Paul McCartney wasn’t exactly in the commercial doldrums in 1989, but he certainly understood ignominy was within his grasp. Press to Play, his 1986 album, generated no real hits to speak of. George Harrison—the young kid he brought into the Beatles back in 1958—bested Paul in 1987 with Cloud Nine, an album that contained the number one smash “Got My Mind Set on You” and a lesser hit called “When We Was Fab,” an affectionate nod to his time as a Moptop that played right into the lingering nostalgia from the 20th anniversary of Sgt. Pepper’s Lonely Hearts Club Band* *in ’87.
Savvy as ever, McCartney decided it was time to strengthen his ties to his Beatles past on Flowers in the Dirt, the 1989 record that effectively opens the third act in his monumental career. McCartney designed Flowers in the Dirt to be taken out on the road in his first international tour in over a decade and while that in itself would’ve been a noteworthy event, he realized he should have a record to peddle as well. He’d been working on new songs but the project came into focus when his management suggested it might be a good idea to team with Elvis Costello, the former punk who had been a card-carrying member of the Beatles fan club since he was a kid.
Most of the contemporary press regarding Flowers in the Dirt highlighted the collaboration between Paul McCartney and Elvis Costello, positioning Costello as the salt to McCartney’s sugar. Comparisons to John Lennon were encouraged, as the publicity team pushed the idea that the songwriters composed “eyeball to eyeball,” just like the two Beatles did at the start of their career. Costello encouraged McCartney to dig out his iconic Höfner bass—he hadn’t used it since the Beatles—and the two wrote enough material to constitute a full record. But after initial sessions with Costello as a producer didn’t go as expected, Paul sought out other options, bringing in a bevy of producers (Micthell Froom, David Foster, Steve Lipson, and Trevor Horn) to help cast as wide of a net as possible with these songs. With McCartney also behind the boards, there was no shortage of cooks in the kitchen.

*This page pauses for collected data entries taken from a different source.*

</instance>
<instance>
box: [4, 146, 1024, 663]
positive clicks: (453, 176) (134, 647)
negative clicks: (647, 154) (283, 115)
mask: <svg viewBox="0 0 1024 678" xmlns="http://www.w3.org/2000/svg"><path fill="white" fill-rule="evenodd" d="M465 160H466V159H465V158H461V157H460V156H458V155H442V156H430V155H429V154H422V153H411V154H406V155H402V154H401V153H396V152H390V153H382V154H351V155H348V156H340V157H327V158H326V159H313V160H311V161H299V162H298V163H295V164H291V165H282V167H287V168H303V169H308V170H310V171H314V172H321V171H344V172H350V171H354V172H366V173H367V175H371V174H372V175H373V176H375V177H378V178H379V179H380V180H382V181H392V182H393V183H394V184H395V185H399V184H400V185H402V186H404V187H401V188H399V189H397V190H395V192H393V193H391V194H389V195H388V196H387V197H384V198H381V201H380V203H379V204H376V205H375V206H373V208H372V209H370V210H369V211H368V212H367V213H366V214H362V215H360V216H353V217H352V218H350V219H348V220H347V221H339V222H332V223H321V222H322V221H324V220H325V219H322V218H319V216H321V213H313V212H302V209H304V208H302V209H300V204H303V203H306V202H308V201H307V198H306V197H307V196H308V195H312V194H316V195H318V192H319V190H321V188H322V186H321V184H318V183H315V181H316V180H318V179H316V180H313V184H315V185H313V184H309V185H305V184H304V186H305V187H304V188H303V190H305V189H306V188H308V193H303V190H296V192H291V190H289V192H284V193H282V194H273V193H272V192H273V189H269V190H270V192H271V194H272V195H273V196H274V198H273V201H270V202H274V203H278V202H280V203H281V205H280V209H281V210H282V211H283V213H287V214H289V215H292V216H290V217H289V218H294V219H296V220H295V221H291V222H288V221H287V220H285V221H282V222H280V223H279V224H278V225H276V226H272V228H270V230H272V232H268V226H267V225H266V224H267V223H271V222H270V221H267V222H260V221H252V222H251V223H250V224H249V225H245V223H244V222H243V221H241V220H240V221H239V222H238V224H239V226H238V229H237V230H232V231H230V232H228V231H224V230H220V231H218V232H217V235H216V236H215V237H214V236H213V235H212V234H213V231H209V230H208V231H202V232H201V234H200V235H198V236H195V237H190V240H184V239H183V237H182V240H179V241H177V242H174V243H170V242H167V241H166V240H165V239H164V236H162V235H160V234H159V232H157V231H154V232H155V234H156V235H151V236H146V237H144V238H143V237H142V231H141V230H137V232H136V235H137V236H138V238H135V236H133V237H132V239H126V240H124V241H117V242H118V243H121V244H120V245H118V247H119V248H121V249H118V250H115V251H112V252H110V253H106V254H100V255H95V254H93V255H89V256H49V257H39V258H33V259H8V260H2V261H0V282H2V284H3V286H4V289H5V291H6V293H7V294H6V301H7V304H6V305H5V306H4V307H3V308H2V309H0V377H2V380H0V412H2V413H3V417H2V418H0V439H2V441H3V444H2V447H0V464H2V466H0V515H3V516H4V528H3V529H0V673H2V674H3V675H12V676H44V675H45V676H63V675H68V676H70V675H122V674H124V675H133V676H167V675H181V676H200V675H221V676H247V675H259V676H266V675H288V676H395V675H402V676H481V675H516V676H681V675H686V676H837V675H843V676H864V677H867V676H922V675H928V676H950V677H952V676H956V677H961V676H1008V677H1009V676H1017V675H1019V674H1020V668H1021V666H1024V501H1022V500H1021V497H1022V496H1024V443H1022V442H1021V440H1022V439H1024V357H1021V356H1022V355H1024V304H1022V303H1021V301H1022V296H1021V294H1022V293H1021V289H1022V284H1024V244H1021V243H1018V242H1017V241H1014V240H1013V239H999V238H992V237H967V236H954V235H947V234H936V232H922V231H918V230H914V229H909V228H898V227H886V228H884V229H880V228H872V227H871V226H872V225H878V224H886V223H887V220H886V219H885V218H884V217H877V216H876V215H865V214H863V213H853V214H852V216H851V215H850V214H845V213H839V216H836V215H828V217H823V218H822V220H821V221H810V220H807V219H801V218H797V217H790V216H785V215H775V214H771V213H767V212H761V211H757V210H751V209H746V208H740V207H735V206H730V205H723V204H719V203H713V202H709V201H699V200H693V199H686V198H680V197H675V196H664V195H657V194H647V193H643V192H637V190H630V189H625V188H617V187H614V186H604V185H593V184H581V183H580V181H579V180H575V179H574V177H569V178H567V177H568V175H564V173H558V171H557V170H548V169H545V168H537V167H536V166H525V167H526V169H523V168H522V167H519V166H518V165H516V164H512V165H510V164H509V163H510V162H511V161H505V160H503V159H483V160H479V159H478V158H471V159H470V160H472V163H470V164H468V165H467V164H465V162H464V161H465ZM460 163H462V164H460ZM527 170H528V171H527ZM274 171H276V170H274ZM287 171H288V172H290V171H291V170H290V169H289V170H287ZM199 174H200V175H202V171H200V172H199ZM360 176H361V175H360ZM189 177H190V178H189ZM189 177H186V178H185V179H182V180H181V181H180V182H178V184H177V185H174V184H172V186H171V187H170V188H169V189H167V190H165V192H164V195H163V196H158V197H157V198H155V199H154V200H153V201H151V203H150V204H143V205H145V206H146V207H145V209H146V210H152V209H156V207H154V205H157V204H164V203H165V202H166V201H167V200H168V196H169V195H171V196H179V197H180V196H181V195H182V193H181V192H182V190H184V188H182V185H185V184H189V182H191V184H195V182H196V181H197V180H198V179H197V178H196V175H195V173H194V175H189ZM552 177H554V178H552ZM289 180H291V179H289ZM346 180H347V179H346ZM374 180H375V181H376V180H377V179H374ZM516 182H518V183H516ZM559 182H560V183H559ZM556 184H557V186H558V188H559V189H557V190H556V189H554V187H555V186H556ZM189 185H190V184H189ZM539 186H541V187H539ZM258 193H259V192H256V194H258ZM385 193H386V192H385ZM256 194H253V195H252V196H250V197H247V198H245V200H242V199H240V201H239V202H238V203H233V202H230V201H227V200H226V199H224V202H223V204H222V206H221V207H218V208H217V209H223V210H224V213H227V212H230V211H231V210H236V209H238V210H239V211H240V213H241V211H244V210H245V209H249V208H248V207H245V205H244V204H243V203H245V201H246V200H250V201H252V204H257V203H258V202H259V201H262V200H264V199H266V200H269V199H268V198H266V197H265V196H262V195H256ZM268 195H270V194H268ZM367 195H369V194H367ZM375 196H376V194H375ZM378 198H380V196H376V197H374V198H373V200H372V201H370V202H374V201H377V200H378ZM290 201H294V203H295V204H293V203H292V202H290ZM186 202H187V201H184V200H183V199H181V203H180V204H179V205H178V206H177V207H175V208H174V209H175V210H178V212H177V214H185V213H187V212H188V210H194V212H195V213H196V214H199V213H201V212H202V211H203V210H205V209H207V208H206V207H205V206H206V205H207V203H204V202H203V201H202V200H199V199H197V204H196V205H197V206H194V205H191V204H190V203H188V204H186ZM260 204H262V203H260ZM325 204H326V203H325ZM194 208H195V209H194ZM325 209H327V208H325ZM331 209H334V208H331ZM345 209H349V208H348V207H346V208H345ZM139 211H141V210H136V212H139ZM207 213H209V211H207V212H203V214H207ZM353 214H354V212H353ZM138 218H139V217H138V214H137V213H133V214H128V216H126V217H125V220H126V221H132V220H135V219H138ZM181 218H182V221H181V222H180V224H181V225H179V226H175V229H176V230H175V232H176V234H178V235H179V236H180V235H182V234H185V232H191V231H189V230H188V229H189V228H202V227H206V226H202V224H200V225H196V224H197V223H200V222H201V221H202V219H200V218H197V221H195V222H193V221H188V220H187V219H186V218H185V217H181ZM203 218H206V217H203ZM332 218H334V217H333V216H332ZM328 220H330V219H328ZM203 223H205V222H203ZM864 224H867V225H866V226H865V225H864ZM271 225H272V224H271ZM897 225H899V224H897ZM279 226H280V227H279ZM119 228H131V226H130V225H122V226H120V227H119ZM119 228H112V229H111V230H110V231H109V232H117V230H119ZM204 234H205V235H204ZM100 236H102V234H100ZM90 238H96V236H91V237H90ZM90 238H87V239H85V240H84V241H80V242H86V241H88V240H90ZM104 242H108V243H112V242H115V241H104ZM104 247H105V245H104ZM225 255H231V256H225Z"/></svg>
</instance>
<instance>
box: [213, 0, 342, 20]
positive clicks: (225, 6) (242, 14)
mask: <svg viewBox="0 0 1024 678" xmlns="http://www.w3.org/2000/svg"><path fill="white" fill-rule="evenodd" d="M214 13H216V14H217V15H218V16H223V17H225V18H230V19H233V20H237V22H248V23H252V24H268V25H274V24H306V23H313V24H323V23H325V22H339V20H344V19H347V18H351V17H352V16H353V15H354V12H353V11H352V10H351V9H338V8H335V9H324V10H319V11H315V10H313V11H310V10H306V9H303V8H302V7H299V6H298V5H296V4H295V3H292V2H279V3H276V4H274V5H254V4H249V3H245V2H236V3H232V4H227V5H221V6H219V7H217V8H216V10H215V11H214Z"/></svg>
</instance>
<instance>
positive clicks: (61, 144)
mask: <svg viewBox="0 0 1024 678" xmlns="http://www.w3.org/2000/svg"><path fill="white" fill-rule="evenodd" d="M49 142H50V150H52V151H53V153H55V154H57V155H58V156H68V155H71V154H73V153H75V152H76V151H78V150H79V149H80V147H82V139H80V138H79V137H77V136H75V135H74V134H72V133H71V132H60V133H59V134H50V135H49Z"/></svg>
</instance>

So it’s no wonder that things rarely cohere. “My Brave Face,” one of the four McCartney/Costello compositions (“Où Est le Soleil?,” originally a bonus track on the cassette and CD versions, is now officially canon), opens the album with a melodic punch. Any momentum it provides is crushed by the stiff synth-funk of “Rough Ride,” a Lipson/Horn production that should’ve been relegated to a B-side but instead exists as the worst second track ever released on an album. From there, Flowers in the Dirt proceeds in fits and starts, sometimes achieving a small measure of grace. McCartney always excelled in familial love, so “We Got Married” and the valentine to his son “Put It There” pull on the heartstrings. But the deliberate proto-digital gloss flattens the album, softening the edges of the Costello collaborations and disguising the loveliness of such sweet miniatures as “Distractions.”